Our arrival in Venice was without incident, except for the fact that we couldn't contact the owner of the apartment we rented so she could meet us since Venice doesn't really have addresses and even if we had an address the chance of finding it was next to none in the maze of streets. For some reason it didn't occur to her that we might not have texting capability despite us telling her that, so after we figured out how to get the Alilaguna (water bus blue line) from the airport to Venice, then the 5.2 vaporetto (local water bus) to the closest stop we stood on the dock not knowing what to do. We had a phone number, but no idea where a public phone might be. Luckily, we stopped a local who spoke a bit of English AND offered to phone her for us and eventually her mom came to show us the way. It's always the last bit of travel that presents the biggest problem.
Friday we got our bearings a bit, found a SIM card/data plan for my phone so we could use GPS to prevent us from getting hopelessly lost, and met Tamy, the guide from our last trip (who we hoped would also be our guide for this trip) for a drink. She assured us that our guide this time would be just as good!
At lunch we tried the the local specialty that hordes of people were drinking - spritz - made with prosecco, bitters, and soda, with a slice of orange. Not Marj's cup of tea but I managed to down mine. Go figure.
Saturday we figured out the water bus system (one set of numbers goes clockwise around the island, the other counter-clockwise) and rode the vaporetto up and down the grand canal, over to Lido (another island) and back again. It rained a bit in the morning but it was a good day to spend on the water. We actually met quite a few people who were just riding the vaporetto around town - it's a good way to see most of Venice and with our 3 day passes it was kind of like a hop-on hop-off.
Later Saturday we checked into the boat, the Ave Maria - our hotel for the next week. This boat is significantly larger and newer than the one we were on 2 years ago.
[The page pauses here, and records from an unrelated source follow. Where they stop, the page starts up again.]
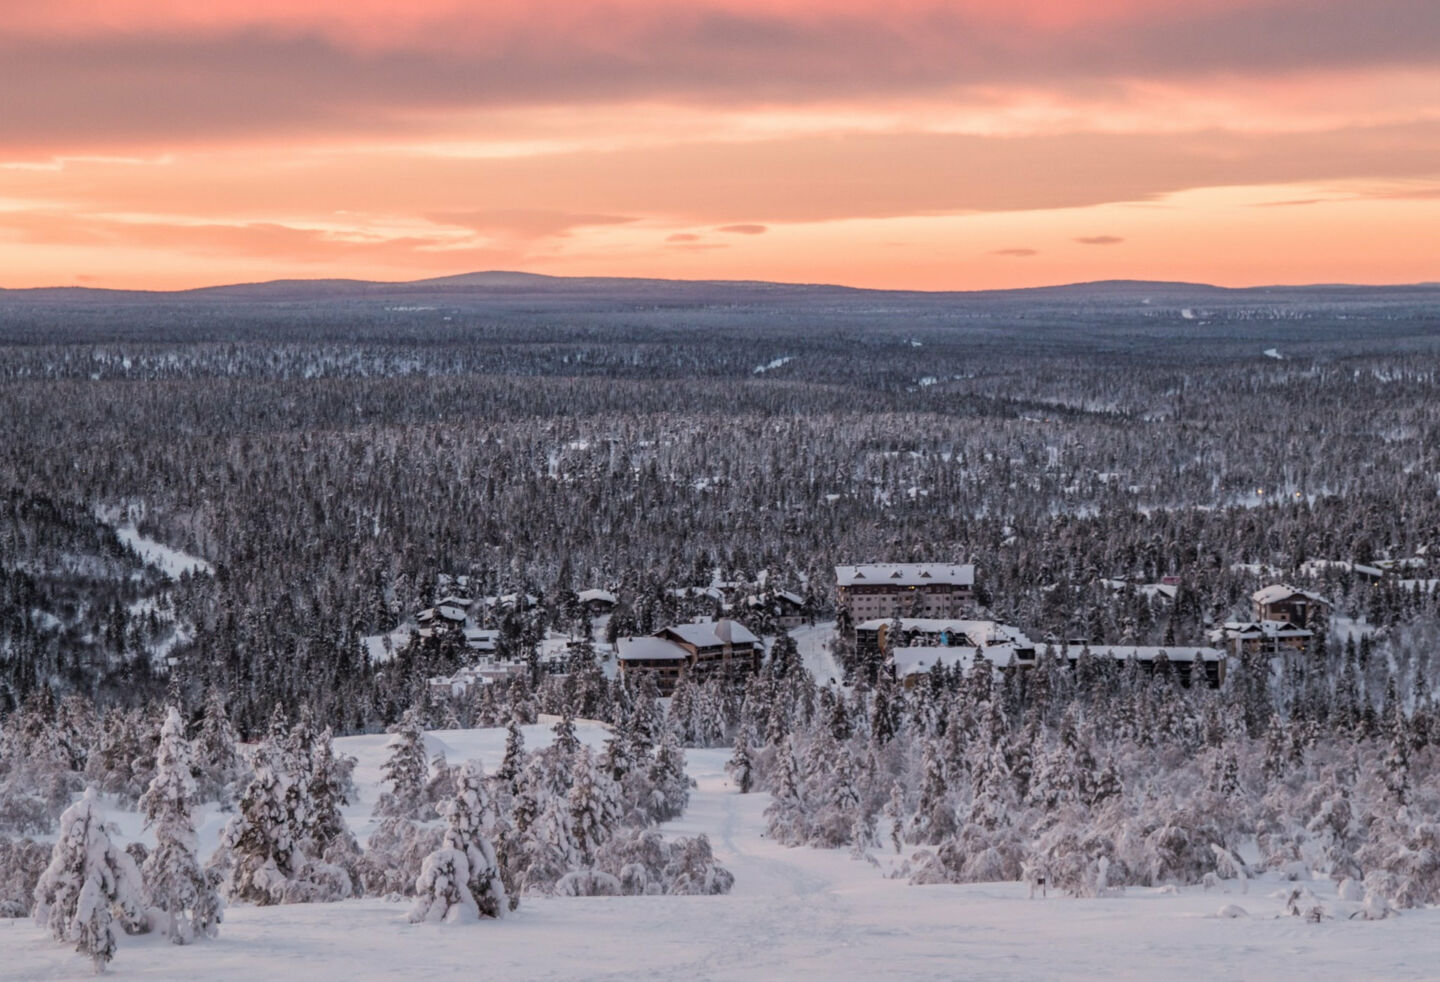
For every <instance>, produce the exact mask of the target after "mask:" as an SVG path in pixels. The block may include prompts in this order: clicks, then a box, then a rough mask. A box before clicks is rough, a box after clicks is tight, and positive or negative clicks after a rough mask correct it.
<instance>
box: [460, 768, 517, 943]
mask: <svg viewBox="0 0 1440 982" xmlns="http://www.w3.org/2000/svg"><path fill="white" fill-rule="evenodd" d="M444 812H445V822H446V825H448V828H446V831H445V842H446V844H448V845H451V847H452V848H455V850H459V851H462V852H464V854H465V857H467V860H468V862H469V880H468V881H467V886H468V887H469V894H471V897H474V898H475V904H477V907H478V910H480V914H481V916H482V917H504V916H505V910H507V909H508V910H513V907H510V906H508V903H507V897H505V887H504V884H503V883H501V880H500V862H498V861H497V858H495V847H494V844H492V842H491V834H492V828H494V805H492V803H491V801H490V796H488V795H487V792H485V770H484V767H482V766H481V763H480V762H478V760H469V762H467V763H465V765H462V766H461V767H458V769H456V773H455V798H454V799H451V801H449V802H446V803H445V808H444Z"/></svg>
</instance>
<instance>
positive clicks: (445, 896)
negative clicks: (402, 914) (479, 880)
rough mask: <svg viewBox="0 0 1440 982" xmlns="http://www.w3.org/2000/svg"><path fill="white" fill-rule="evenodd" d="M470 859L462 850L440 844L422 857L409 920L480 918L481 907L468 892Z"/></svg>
mask: <svg viewBox="0 0 1440 982" xmlns="http://www.w3.org/2000/svg"><path fill="white" fill-rule="evenodd" d="M468 881H469V860H468V858H467V855H465V852H464V851H461V850H456V848H452V847H448V845H442V847H441V848H438V850H435V851H433V852H431V854H429V855H426V857H425V862H423V864H422V865H420V874H419V877H418V878H416V881H415V903H413V904H412V906H410V922H412V923H418V922H423V920H428V922H444V923H449V924H464V923H472V922H477V920H480V907H478V906H477V904H475V898H474V897H472V896H471V893H469V887H468V886H467V883H468Z"/></svg>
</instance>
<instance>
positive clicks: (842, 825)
mask: <svg viewBox="0 0 1440 982" xmlns="http://www.w3.org/2000/svg"><path fill="white" fill-rule="evenodd" d="M829 744H831V746H832V747H834V766H832V767H831V769H829V772H828V780H825V782H824V785H821V786H814V785H812V792H811V795H809V796H811V799H814V801H818V802H819V806H818V808H815V809H814V815H812V816H811V824H809V837H808V842H809V844H811V845H815V847H819V848H827V850H832V848H837V847H841V845H850V844H857V842H855V838H854V832H855V822H857V819H858V821H860V822H861V825H864V819H865V814H864V808H863V806H861V799H860V789H858V788H857V786H855V765H854V760H852V759H851V756H850V749H848V747H847V746H845V744H835V743H834V742H829Z"/></svg>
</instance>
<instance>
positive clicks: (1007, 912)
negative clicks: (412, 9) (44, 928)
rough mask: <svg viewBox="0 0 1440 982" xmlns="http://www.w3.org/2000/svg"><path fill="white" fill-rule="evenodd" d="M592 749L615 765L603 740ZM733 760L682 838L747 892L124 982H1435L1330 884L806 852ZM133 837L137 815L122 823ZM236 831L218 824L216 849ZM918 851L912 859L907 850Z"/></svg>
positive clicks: (823, 852)
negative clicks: (950, 872) (1102, 871)
mask: <svg viewBox="0 0 1440 982" xmlns="http://www.w3.org/2000/svg"><path fill="white" fill-rule="evenodd" d="M552 723H553V720H546V721H541V723H540V724H534V726H527V727H524V737H526V743H527V746H531V747H541V746H546V744H547V743H549V740H550V739H552V733H550V730H552ZM576 733H577V736H579V737H580V739H582V740H583V742H586V743H588V744H590V746H593V747H596V749H599V747H600V744H602V743H603V740H605V737H606V736H608V729H606V727H603V726H602V724H595V723H580V724H579V726H577V727H576ZM386 742H387V737H384V736H361V737H343V739H338V740H336V750H337V752H338V753H347V754H353V756H354V757H356V759H357V762H359V763H357V766H356V779H357V789H359V792H360V795H359V798H357V799H356V801H354V802H353V805H350V806H347V808H346V818H347V819H348V822H350V825H351V828H353V829H354V831H356V832H357V834H361V835H363V834H364V832H366V831H367V829H369V828H370V826H372V825H373V819H372V816H370V811H372V808H373V805H374V802H376V799H377V798H379V795H380V793H382V789H383V785H382V780H380V767H382V762H383V759H384V744H386ZM504 744H505V730H504V729H482V730H455V731H444V730H441V731H432V733H429V734H428V740H426V747H428V749H429V750H431V752H442V753H445V754H446V757H448V759H449V760H452V762H459V760H467V759H472V757H474V759H481V760H484V762H485V763H487V765H488V766H492V765H494V763H495V762H498V760H500V759H501V756H503V753H504ZM729 756H730V753H729V752H727V750H719V749H710V750H706V749H694V750H687V759H688V773H690V775H691V778H693V779H694V780H696V789H694V790H693V793H691V799H690V808H688V809H687V812H685V815H684V816H683V818H681V819H677V821H674V822H667V824H665V825H662V826H661V829H662V831H664V832H665V834H674V835H698V834H704V835H707V837H708V838H710V841H711V844H713V848H714V855H716V860H719V861H720V862H721V864H723V865H724V867H726V868H729V870H730V871H732V873H733V874H734V887H733V890H732V891H730V893H729V894H726V896H713V897H670V896H665V897H536V898H530V897H527V898H526V901H524V903H523V904H521V906H520V907H518V910H516V911H513V913H511V914H510V916H507V917H505V919H503V920H497V922H484V923H478V924H431V923H422V924H413V923H410V922H409V920H408V917H406V911H408V907H409V903H408V901H406V903H400V901H390V900H384V898H366V900H347V901H340V903H333V904H291V906H274V907H256V906H248V904H235V906H230V907H229V909H228V910H226V911H225V922H223V924H222V926H220V932H219V936H217V937H215V939H210V940H206V942H203V943H194V945H187V946H174V945H170V943H167V940H166V939H164V937H161V936H156V934H148V936H134V937H122V939H121V943H120V949H118V952H117V956H115V960H114V962H112V965H111V968H109V972H111V973H114V975H115V976H117V978H125V979H157V981H158V979H212V981H215V982H230V981H233V982H249V981H252V979H256V978H268V979H311V981H314V982H320V981H323V979H351V981H356V982H361V981H367V979H389V978H396V976H405V978H409V979H454V978H461V976H464V975H472V973H477V972H480V973H482V976H484V978H507V979H595V981H600V979H613V981H621V979H677V981H678V979H736V981H747V979H874V978H896V979H936V981H949V979H955V978H966V979H985V981H996V982H998V981H1015V982H1021V981H1030V979H1035V978H1054V979H1077V981H1079V979H1096V978H1115V979H1146V981H1155V982H1165V981H1171V979H1175V981H1179V979H1195V978H1204V979H1256V981H1261V979H1264V981H1274V979H1300V978H1303V979H1306V982H1323V981H1326V979H1335V981H1338V982H1339V981H1349V979H1368V981H1382V979H1436V978H1440V963H1437V960H1436V942H1434V939H1436V936H1437V933H1440V910H1437V909H1431V910H1416V911H1405V913H1404V916H1400V917H1388V919H1385V920H1378V922H1374V920H1362V919H1358V917H1356V919H1354V920H1351V919H1348V914H1351V913H1355V911H1356V910H1358V907H1359V904H1354V903H1351V904H1346V903H1344V901H1338V900H1336V897H1335V887H1333V884H1331V883H1326V881H1320V880H1310V881H1305V883H1300V884H1296V883H1292V881H1287V880H1283V878H1280V877H1277V875H1263V877H1259V878H1254V880H1250V881H1248V883H1247V884H1241V883H1240V881H1237V880H1227V881H1223V883H1221V884H1220V886H1218V887H1214V888H1208V890H1207V888H1204V887H1188V888H1179V890H1176V888H1174V887H1153V888H1128V890H1123V891H1117V893H1116V896H1110V897H1099V898H1076V897H1068V896H1064V894H1063V893H1061V891H1054V890H1053V891H1050V893H1048V896H1040V894H1038V893H1037V894H1034V896H1031V890H1030V888H1028V887H1027V886H1025V884H1021V883H984V884H958V886H952V884H937V886H910V884H909V883H907V881H906V880H904V878H903V877H901V878H893V877H891V875H890V874H891V873H893V871H894V868H896V867H897V862H899V860H897V858H896V857H894V854H893V851H891V850H888V848H884V850H881V848H873V850H868V851H867V857H865V858H854V857H852V855H851V854H850V852H848V851H844V850H815V848H805V847H801V848H789V847H785V845H780V844H778V842H775V841H773V839H772V838H769V837H768V834H766V819H765V814H763V812H765V809H766V806H768V805H769V803H770V796H769V795H768V793H763V792H756V793H747V795H742V793H739V792H737V789H736V788H734V785H733V782H732V779H730V778H729V776H727V773H726V767H724V765H726V760H727V759H729ZM109 818H111V819H114V821H117V822H118V825H120V826H121V828H122V829H125V832H127V835H137V837H140V838H144V834H143V832H140V821H138V816H137V815H134V814H132V812H124V811H112V812H111V815H109ZM225 818H226V816H225V815H220V814H216V812H215V811H213V809H206V812H204V815H203V819H202V824H200V825H202V852H209V850H210V848H213V844H215V841H216V838H217V835H219V829H220V826H222V825H223V821H225ZM912 851H913V850H912V848H910V847H906V852H912ZM1297 886H1300V887H1305V888H1306V890H1310V891H1313V893H1315V896H1316V898H1318V900H1319V901H1320V903H1323V904H1325V906H1326V907H1328V910H1329V913H1328V916H1326V919H1325V920H1323V922H1320V923H1310V922H1308V920H1306V919H1305V917H1302V916H1295V914H1292V913H1290V911H1289V910H1287V898H1289V896H1290V893H1292V891H1293V890H1295V888H1296V887H1297ZM0 949H3V952H4V959H3V963H0V978H4V979H16V981H19V979H26V981H29V979H35V981H39V979H81V978H91V968H89V963H88V962H86V960H85V959H82V958H79V956H76V955H75V953H73V952H72V950H71V947H69V946H66V945H59V943H56V942H55V940H53V939H52V937H49V934H48V933H46V932H43V930H40V929H37V927H36V926H35V924H33V923H32V922H30V920H27V919H17V920H0Z"/></svg>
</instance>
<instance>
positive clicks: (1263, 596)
mask: <svg viewBox="0 0 1440 982" xmlns="http://www.w3.org/2000/svg"><path fill="white" fill-rule="evenodd" d="M1293 596H1299V598H1303V599H1306V600H1309V602H1310V603H1323V605H1325V606H1329V605H1331V602H1329V600H1326V599H1325V598H1323V596H1320V595H1319V593H1310V592H1309V590H1297V589H1295V587H1293V586H1287V585H1284V583H1272V585H1270V586H1264V587H1261V589H1259V590H1256V592H1254V593H1251V595H1250V599H1251V600H1254V602H1256V603H1280V602H1283V600H1289V599H1290V598H1293Z"/></svg>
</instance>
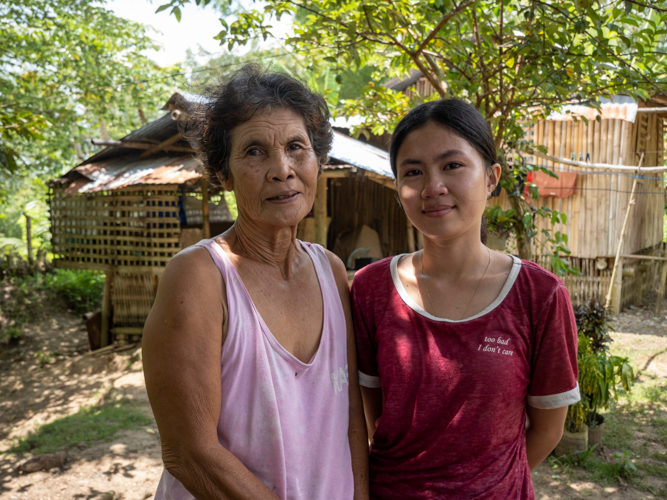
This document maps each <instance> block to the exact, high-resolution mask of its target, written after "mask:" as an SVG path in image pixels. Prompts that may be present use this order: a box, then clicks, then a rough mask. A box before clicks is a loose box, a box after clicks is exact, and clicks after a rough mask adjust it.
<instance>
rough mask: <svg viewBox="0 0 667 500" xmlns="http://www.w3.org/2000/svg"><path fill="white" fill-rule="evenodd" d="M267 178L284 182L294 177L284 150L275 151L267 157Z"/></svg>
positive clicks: (270, 179)
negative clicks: (269, 163)
mask: <svg viewBox="0 0 667 500" xmlns="http://www.w3.org/2000/svg"><path fill="white" fill-rule="evenodd" d="M269 163H270V166H269V170H268V172H267V174H268V175H267V178H268V180H272V181H281V182H284V181H286V180H288V179H291V178H292V177H294V171H293V170H292V162H291V160H290V158H289V156H287V154H286V153H285V151H276V152H275V153H274V154H272V155H271V156H270V157H269Z"/></svg>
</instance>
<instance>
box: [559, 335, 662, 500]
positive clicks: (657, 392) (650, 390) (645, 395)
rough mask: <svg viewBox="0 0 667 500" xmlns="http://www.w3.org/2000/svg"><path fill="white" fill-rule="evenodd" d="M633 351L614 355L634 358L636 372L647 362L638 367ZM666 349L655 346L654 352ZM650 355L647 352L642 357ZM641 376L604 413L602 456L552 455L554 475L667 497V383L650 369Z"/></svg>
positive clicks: (564, 478) (641, 372)
mask: <svg viewBox="0 0 667 500" xmlns="http://www.w3.org/2000/svg"><path fill="white" fill-rule="evenodd" d="M633 347H634V346H629V348H626V349H618V351H621V352H614V354H619V355H621V356H625V355H630V357H631V359H632V358H633V357H634V358H635V359H633V365H634V367H635V369H636V371H638V370H637V368H641V367H642V365H643V362H644V361H643V360H642V363H641V364H640V363H638V361H639V359H636V358H637V357H638V356H637V351H634V352H633ZM662 348H664V347H660V346H657V347H656V349H657V350H656V352H658V351H659V350H660V349H662ZM612 349H613V347H612ZM652 350H653V349H651V351H652ZM623 351H626V352H623ZM652 354H653V352H650V351H649V352H647V351H645V352H644V353H643V355H644V357H646V356H647V355H652ZM638 375H639V376H638V378H637V380H636V383H635V384H634V386H633V387H632V390H631V392H629V393H628V392H626V391H624V390H619V393H618V401H617V402H616V404H614V405H613V406H612V407H611V408H609V410H608V411H607V412H606V414H605V430H604V438H603V445H604V450H603V453H602V454H601V453H599V452H597V451H595V452H594V453H590V454H588V455H586V456H583V455H581V454H580V455H579V456H571V457H569V456H568V457H560V458H558V459H555V458H553V457H551V458H550V459H549V461H550V463H551V465H552V473H553V474H557V475H560V476H562V477H563V479H564V480H565V481H566V482H567V481H570V480H574V479H575V478H577V479H582V478H584V479H585V480H588V481H593V482H595V483H597V484H600V485H614V484H619V483H620V484H626V483H629V484H630V485H632V486H633V487H634V488H636V489H638V490H641V491H645V492H647V493H651V494H653V495H654V496H655V497H657V498H667V484H661V482H662V483H664V482H666V481H667V453H665V452H664V451H663V450H662V449H661V448H660V447H667V380H666V379H665V378H664V377H660V376H658V375H657V374H654V373H651V372H649V371H647V372H641V373H639V374H638ZM656 446H658V448H657V451H656ZM656 482H657V483H656ZM656 484H658V485H657V486H656Z"/></svg>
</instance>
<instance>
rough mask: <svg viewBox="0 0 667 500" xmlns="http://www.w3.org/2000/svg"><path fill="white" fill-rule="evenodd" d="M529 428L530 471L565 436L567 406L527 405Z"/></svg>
mask: <svg viewBox="0 0 667 500" xmlns="http://www.w3.org/2000/svg"><path fill="white" fill-rule="evenodd" d="M526 413H527V415H528V430H527V431H526V454H527V455H528V465H529V466H530V471H531V472H532V471H534V470H535V468H536V467H537V466H538V465H540V464H541V463H542V460H544V459H545V458H547V456H549V453H551V452H552V451H553V449H554V448H555V447H556V445H557V444H558V442H559V441H560V438H561V437H562V436H563V426H564V425H565V416H566V415H567V406H563V407H562V408H554V409H552V410H542V409H540V408H535V407H533V406H530V405H526Z"/></svg>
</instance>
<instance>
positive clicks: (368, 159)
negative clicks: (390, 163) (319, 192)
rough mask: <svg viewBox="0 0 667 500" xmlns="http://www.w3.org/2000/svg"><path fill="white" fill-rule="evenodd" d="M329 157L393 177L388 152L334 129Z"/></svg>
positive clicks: (374, 171) (358, 166) (372, 171)
mask: <svg viewBox="0 0 667 500" xmlns="http://www.w3.org/2000/svg"><path fill="white" fill-rule="evenodd" d="M329 157H330V158H333V159H335V160H338V161H339V162H341V163H348V164H350V165H354V166H355V167H359V168H363V169H364V170H370V171H371V172H375V173H376V174H380V175H383V176H385V177H388V178H389V179H393V178H394V174H393V173H392V172H391V166H390V164H389V153H387V152H386V151H384V150H382V149H380V148H376V147H375V146H371V145H370V144H366V143H365V142H361V141H359V140H357V139H353V138H352V137H348V136H347V135H345V134H341V133H340V132H336V131H335V130H334V140H333V144H332V146H331V151H330V152H329Z"/></svg>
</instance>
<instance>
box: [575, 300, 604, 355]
mask: <svg viewBox="0 0 667 500" xmlns="http://www.w3.org/2000/svg"><path fill="white" fill-rule="evenodd" d="M574 317H575V319H576V321H577V328H578V330H579V333H581V334H583V335H584V337H585V338H587V339H588V342H589V350H590V352H591V353H594V354H599V353H602V352H608V350H609V344H610V343H611V341H612V340H611V336H610V335H609V331H610V330H611V331H614V329H613V328H612V327H611V326H610V325H609V322H610V321H611V316H610V315H609V313H608V312H607V310H606V309H605V308H604V306H603V305H602V304H601V303H600V301H599V300H598V299H597V298H596V297H593V298H592V299H590V300H589V301H588V302H587V303H586V304H585V305H581V306H579V307H577V308H576V309H575V311H574Z"/></svg>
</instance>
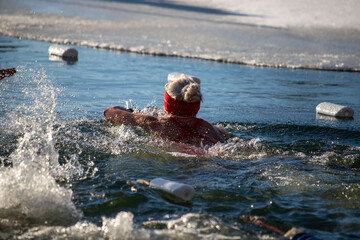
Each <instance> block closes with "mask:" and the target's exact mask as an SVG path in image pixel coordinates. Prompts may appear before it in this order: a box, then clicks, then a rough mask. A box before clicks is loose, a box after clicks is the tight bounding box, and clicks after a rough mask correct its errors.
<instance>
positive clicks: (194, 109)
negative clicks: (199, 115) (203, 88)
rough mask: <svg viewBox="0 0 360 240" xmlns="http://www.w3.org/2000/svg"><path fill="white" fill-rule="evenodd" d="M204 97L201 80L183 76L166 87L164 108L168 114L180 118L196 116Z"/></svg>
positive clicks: (165, 88)
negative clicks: (201, 94) (187, 116)
mask: <svg viewBox="0 0 360 240" xmlns="http://www.w3.org/2000/svg"><path fill="white" fill-rule="evenodd" d="M201 100H202V95H201V92H200V79H198V78H195V77H189V76H186V75H184V74H181V75H180V77H179V78H177V79H175V80H173V81H169V82H168V83H167V84H166V85H165V94H164V107H165V110H166V111H167V112H168V113H171V114H173V115H178V116H196V114H197V112H198V111H199V109H200V102H201Z"/></svg>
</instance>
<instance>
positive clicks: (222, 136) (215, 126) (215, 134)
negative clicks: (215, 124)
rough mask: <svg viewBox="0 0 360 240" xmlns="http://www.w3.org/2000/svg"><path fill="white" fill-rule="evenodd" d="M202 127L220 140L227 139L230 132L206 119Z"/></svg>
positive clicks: (225, 139) (209, 132) (217, 139)
mask: <svg viewBox="0 0 360 240" xmlns="http://www.w3.org/2000/svg"><path fill="white" fill-rule="evenodd" d="M200 127H201V128H202V129H204V130H205V131H206V133H207V134H210V135H211V136H212V137H214V138H216V139H217V140H218V141H225V140H226V139H227V138H228V133H227V132H226V131H225V130H224V129H223V128H221V127H218V126H215V125H213V124H211V123H209V122H207V121H205V120H203V121H202V123H201V125H200Z"/></svg>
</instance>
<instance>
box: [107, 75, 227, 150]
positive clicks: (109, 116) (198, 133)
mask: <svg viewBox="0 0 360 240" xmlns="http://www.w3.org/2000/svg"><path fill="white" fill-rule="evenodd" d="M201 100H202V95H201V92H200V79H198V78H195V77H189V76H187V75H184V74H182V75H180V77H178V78H177V79H175V80H173V81H169V82H168V83H167V84H166V85H165V93H164V108H165V111H166V113H167V116H166V117H162V118H160V119H158V118H156V117H153V116H150V115H145V114H135V113H132V112H131V111H130V110H128V109H126V108H123V107H119V106H114V107H109V108H108V109H106V110H105V111H104V116H105V119H106V120H108V121H110V122H112V123H115V124H117V125H122V124H124V125H129V126H139V127H141V128H142V129H144V130H145V131H146V132H148V133H150V134H151V135H152V136H154V137H158V138H162V139H164V140H170V141H174V142H179V143H185V144H190V145H194V146H196V147H205V146H211V145H214V144H215V143H217V142H221V141H224V140H225V135H226V133H225V132H224V131H223V130H221V129H219V128H217V127H215V126H213V125H211V124H210V123H208V122H206V121H204V120H202V119H200V118H196V114H197V113H198V111H199V109H200V102H201Z"/></svg>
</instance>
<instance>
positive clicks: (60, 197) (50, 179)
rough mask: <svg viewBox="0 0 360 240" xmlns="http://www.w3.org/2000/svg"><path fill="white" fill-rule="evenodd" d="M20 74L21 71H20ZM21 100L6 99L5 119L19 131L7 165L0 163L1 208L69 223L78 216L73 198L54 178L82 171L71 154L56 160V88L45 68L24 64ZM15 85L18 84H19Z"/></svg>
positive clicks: (26, 220) (76, 160) (71, 221)
mask: <svg viewBox="0 0 360 240" xmlns="http://www.w3.org/2000/svg"><path fill="white" fill-rule="evenodd" d="M24 75H25V74H24ZM24 75H23V74H21V73H20V74H19V75H18V76H17V81H26V83H25V84H24V85H25V87H24V89H22V92H23V94H24V99H23V103H21V104H19V105H18V106H17V107H15V108H14V109H11V108H10V106H11V105H10V104H9V105H8V109H7V110H8V113H7V116H8V118H7V120H6V121H7V124H5V125H8V126H10V130H11V131H12V132H16V135H18V136H19V138H18V143H17V146H16V149H15V150H14V151H13V152H12V153H11V155H10V156H9V160H10V161H11V162H12V166H13V167H12V168H2V169H0V188H1V189H0V191H1V194H0V196H1V201H0V202H1V203H0V214H1V215H2V217H4V218H7V219H18V220H22V221H27V222H31V223H42V224H62V225H68V224H72V223H74V222H76V221H77V220H78V219H80V218H81V217H82V213H81V212H80V211H78V210H77V209H76V207H75V205H74V204H73V202H72V191H71V190H70V189H66V188H64V187H61V186H60V185H59V184H58V183H57V180H64V179H65V180H66V181H69V180H70V179H71V178H73V177H75V176H81V175H82V173H83V170H82V167H81V165H80V164H78V163H77V159H76V157H74V158H73V159H70V160H69V161H68V162H67V163H66V164H64V165H60V163H59V161H58V160H59V153H58V151H57V150H56V149H55V139H54V135H55V133H56V131H55V130H54V124H55V119H56V114H55V107H56V93H57V89H55V88H54V87H53V86H52V84H51V81H50V80H49V79H48V78H47V76H46V74H45V72H44V71H43V70H42V71H38V72H36V71H35V70H28V72H26V75H27V76H31V77H25V76H24ZM19 86H21V85H20V84H19Z"/></svg>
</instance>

There are 32 guests and several crew. A large German group makes up about 1/2 the group, with several Brits, a couple of Aussies and some folks from Oregon.
The dining area ready for dinner:
After a short briefing we were served a marvellous 3 course meal - the starter was some pumpkin ravioli
followed by the main of thinly sliced veal with a vegetable topping and delicious potatoes baked with cheese
topped off with an apple filled pastry and pineapple sauce.
(Don't worry - I'm not posting pictures of every meal!)
Good thing we're biking during the day! With my requisite daily gelato serving and such fabulous food on the boat it's going to be a challenge to keep the weight gain to a minimum. Yeah right.